A multi-centre cohort of 224 patients were examined for mutations and disease severity. Those with TSC1 were less severely affected than those with TSC2. They had fewer seizures and less mental impairment. Some symptoms of TSC were rare or absent in those with TSC1. A conclusion is that "both germline and somatic mutations appear to be less common in TSC1 than in TSC2".

2002

Several research groups investigated how the TSC1 and TSC2 gene products (tuberin and hamartin) work together to inhibit mammalian target of rapamycin (mTOR)-mediated downstream signalling.
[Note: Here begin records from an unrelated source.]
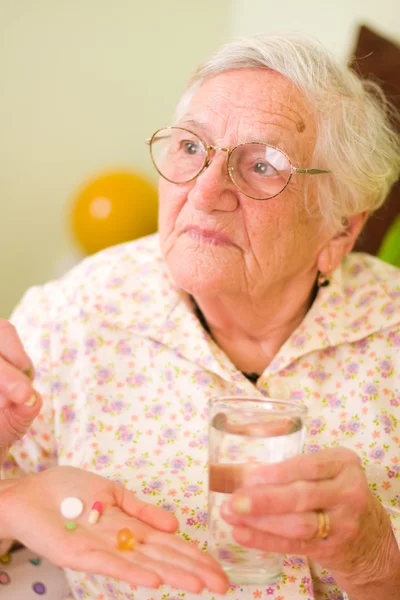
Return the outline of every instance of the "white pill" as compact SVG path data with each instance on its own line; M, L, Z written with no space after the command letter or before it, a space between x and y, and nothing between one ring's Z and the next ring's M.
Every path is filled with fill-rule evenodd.
M79 498L64 498L60 506L61 514L66 519L77 519L83 512L83 502Z

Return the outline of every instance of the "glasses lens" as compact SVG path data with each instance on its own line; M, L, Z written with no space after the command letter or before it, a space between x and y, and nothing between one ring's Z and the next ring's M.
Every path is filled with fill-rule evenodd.
M185 183L200 173L207 160L207 149L195 134L169 127L151 140L151 157L157 171L173 183Z
M289 159L273 146L242 144L229 160L231 176L241 191L258 200L272 198L288 184L292 167Z

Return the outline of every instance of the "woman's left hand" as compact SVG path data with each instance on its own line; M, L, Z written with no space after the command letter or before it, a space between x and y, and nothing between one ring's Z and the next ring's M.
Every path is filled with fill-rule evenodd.
M326 539L318 537L321 511L329 523ZM257 468L223 506L222 515L243 546L306 555L337 581L351 576L363 585L380 579L397 547L359 457L346 448Z

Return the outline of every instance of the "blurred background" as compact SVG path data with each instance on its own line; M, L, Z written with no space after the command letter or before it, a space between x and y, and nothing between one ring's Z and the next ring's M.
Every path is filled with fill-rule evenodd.
M156 184L144 140L170 123L187 79L220 44L297 30L349 60L361 25L400 44L398 0L0 0L0 316L93 251L71 214L104 220L107 185L115 231L143 223L139 196Z

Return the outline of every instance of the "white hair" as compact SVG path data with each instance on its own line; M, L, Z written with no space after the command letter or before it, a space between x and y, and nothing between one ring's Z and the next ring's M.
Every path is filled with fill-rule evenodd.
M305 167L332 172L318 176L317 183L326 224L340 231L349 217L377 210L400 175L398 115L376 83L360 79L314 39L300 34L234 39L197 70L177 115L206 78L252 67L281 73L315 110L317 139L312 163Z

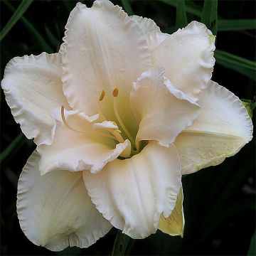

This important pathway regulates cell proliferation and tumour suppression.

2002

Treatment with rapamycin (sirolimus) was found to shrink tumours in the Eker rat (TSC2) and mouse (TSC1) models of tuberous sclerosis.

2006

Small trials showed promising results in the use of rapamycin to shrink angiomyolipoma and astrocytomas. Several larger multicentre clinical trials began: lymphangioleiomyomatosis (LAM) and kidney angiomyolipoma (AML) were treated with rapamycin; giant cell astrocytomas were treated with the rapamycin derivative everolimus.